问题
I want to classify the tweets into predefined categories (like: sports, health, and 10 more). If I had labeled data, I would be able to do the classification by training Naive Bayes or SVM. As described in http://cucis.ece.northwestern.edu/publications/pdf/LeePal11.pdf
But I cannot figure out a way with unlabeled data. One possibility could be using Expectation-Maximization and generating clusters and label those clusters. But as said earlier I have predefined set of classes, so clustering won't be as good.
Can anyone guide me on what techniques I should follow. Appreciate any help.
回答1:
Alright by what i can understand i think there are multiple ways to attend to this case. there will be trade offs and the accuracy rate may vary. because of the well know fact and observation
Each single tweet is distinct!
(unless you are extracting data from twitter stream api based on tags and other keywords). Please define the source of data and how are you extracting it. i am assuming you're just getting general tweets which can be about anything
The thing you can do is to generate a set of dictionary for each class you have (i.e Music => pop , jazz , rap , instruments ...) which will contain relevant words to that class. You can use NLTK for python or Stanford NLP for other languages.
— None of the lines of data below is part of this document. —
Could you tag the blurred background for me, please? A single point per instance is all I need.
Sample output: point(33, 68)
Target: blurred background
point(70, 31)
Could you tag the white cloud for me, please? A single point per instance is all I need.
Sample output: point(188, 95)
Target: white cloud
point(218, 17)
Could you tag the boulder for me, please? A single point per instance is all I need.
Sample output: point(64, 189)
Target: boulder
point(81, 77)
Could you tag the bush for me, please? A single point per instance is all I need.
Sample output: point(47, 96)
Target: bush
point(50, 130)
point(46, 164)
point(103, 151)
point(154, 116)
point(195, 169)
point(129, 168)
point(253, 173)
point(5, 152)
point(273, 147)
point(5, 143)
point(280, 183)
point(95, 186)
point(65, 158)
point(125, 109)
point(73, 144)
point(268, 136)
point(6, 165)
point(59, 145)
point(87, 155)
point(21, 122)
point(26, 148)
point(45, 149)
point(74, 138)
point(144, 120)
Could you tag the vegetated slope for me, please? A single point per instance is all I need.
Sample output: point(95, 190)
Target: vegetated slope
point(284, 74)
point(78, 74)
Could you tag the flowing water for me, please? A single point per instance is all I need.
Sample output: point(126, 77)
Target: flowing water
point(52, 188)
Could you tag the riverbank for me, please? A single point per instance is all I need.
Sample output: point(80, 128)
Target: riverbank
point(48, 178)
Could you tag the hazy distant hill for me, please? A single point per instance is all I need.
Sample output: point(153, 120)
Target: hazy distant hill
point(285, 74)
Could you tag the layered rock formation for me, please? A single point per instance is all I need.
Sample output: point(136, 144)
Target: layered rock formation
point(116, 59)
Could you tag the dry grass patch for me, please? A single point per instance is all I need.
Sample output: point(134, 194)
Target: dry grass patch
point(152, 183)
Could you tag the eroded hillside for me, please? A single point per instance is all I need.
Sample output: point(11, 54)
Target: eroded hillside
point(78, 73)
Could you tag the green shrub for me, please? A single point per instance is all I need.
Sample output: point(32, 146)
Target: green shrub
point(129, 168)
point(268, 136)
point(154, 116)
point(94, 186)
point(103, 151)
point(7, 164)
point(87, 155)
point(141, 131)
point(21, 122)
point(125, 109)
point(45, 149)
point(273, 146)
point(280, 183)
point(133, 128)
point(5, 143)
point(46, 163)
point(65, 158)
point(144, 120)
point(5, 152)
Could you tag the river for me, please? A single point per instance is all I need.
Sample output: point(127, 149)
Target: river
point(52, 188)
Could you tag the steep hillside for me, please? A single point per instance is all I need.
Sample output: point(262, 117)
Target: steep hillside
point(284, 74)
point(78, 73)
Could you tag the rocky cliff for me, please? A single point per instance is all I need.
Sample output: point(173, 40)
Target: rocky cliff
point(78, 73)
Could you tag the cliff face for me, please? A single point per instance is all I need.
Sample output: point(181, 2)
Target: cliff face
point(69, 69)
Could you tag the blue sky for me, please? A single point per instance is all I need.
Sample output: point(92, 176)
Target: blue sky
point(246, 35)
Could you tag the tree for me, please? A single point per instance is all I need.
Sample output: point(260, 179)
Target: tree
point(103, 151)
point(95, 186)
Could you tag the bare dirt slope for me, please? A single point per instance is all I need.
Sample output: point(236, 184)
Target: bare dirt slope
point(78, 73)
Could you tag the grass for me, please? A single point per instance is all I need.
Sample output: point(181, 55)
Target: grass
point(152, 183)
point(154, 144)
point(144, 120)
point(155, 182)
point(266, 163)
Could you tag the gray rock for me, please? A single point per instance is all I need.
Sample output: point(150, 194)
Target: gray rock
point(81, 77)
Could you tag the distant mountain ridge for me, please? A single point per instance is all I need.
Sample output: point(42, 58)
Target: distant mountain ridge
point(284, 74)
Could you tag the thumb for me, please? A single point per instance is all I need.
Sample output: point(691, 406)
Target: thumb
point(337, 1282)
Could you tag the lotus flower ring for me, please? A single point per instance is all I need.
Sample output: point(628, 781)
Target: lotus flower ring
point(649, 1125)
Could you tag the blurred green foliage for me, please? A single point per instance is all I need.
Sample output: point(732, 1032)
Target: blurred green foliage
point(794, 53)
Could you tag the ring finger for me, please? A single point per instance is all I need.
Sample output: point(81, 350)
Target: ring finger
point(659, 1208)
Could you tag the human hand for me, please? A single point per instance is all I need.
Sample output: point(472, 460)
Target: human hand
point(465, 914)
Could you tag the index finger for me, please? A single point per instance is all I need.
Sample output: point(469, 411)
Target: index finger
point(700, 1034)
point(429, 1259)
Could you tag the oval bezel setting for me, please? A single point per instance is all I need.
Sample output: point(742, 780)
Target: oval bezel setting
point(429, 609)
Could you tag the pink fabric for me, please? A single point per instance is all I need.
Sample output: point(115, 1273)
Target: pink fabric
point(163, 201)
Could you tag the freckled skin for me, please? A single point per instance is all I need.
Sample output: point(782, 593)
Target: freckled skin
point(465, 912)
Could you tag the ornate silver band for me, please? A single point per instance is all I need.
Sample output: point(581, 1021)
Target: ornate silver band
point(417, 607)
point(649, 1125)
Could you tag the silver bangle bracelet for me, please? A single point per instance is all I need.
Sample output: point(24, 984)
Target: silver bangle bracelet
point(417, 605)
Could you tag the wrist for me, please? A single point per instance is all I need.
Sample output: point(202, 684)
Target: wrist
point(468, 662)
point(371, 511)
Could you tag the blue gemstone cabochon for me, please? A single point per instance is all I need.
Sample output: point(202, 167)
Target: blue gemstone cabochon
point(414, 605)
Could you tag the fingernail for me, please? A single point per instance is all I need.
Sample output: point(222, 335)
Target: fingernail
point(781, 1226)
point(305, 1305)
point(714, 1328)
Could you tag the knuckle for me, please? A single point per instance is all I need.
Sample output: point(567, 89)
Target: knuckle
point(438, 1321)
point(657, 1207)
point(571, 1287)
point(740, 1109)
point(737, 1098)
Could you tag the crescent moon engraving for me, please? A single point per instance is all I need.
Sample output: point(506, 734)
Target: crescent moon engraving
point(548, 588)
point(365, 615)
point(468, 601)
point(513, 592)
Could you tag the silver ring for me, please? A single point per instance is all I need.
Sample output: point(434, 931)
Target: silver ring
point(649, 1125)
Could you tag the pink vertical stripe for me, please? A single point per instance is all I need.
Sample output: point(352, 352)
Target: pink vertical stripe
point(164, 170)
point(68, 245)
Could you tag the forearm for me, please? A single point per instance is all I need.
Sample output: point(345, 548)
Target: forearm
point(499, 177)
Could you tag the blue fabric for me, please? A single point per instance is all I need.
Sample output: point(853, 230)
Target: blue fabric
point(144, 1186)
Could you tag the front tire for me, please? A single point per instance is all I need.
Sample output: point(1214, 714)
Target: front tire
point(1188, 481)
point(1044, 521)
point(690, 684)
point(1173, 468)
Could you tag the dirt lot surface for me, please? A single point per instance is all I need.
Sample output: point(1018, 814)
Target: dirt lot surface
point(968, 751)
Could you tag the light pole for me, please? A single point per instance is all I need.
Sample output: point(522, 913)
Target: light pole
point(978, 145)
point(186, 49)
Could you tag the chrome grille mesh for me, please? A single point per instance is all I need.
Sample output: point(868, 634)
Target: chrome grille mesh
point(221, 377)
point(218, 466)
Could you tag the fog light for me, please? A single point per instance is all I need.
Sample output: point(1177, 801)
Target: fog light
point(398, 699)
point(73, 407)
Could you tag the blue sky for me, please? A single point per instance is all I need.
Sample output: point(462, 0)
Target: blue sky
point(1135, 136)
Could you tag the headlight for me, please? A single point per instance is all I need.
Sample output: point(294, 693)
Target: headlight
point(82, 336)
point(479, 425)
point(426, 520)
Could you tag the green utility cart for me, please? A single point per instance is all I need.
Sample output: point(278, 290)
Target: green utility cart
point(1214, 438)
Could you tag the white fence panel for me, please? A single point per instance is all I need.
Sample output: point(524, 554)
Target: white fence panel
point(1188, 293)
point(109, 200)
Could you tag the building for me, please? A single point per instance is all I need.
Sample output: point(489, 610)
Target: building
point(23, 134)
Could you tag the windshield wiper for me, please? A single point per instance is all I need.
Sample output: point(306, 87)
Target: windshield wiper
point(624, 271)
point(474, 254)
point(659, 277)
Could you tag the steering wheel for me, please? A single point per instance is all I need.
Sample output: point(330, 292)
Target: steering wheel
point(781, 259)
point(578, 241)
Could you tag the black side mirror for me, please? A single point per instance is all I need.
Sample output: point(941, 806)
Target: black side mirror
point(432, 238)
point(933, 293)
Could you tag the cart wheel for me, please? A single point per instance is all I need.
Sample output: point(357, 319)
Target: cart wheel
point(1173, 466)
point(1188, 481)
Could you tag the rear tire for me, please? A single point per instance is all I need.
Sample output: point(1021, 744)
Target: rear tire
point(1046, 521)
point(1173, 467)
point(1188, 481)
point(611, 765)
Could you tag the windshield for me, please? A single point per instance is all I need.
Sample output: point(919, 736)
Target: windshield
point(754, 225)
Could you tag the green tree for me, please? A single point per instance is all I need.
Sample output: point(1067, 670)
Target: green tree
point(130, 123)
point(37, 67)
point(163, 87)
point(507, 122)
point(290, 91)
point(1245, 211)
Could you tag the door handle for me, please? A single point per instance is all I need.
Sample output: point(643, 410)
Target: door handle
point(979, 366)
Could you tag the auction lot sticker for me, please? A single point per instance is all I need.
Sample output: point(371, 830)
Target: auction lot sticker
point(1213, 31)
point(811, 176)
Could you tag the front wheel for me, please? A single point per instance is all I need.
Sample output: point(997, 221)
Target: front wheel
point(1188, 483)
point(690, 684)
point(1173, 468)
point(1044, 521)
You can start with extracting
- Synonyms
- Hyponyms
- Hypernyms
- Meronyms
- Holonyms
Go see these NLP Lexical semantics slides. it will surely clear some of the concepts.
Once you have dictionaries for each classes. cross compare them with the tweets you have got. the tweet which has the most similarity (you can rank them according to the occurrences of words from the these dictionaries) you can label it to that class. This will make your tweets labeled like others. Now the question is the accuracy! But it depends on the data and versatility of your classes. This may be an "Over kill" But it may come close to what you want.
Furthermore you can label some set of tweets this way and use Cosine Similarity to cross identify other tweets. This will help with the optimization part. But then again its up-to you. As you know what Trade offs you can bear
The real struggle will be the machine learning part and how you manage that.
回答2:
Actually this seems as a typical use case of semi-supervised learning. There are plenty methods of use here, including clustering with constraints (where you force model to cluster samples from the same class together), transductive learning (where you try to extrapolate model from labeled samples onto distribution of unlabeled ones).
You could also simply cluster data as @Shoaib suggested, but then you will have to come up the the heuristic approach how to deal with clusters with mixed labeling. Futhermore - obviously solving optimziation problem not related to the task (labeling) will not be as good as actually using this knowledge.
回答3:
You can use clustering for that task. For that you have to label some examples for each class first. Then using these labeled examples, you can identify the class of each cluster easily.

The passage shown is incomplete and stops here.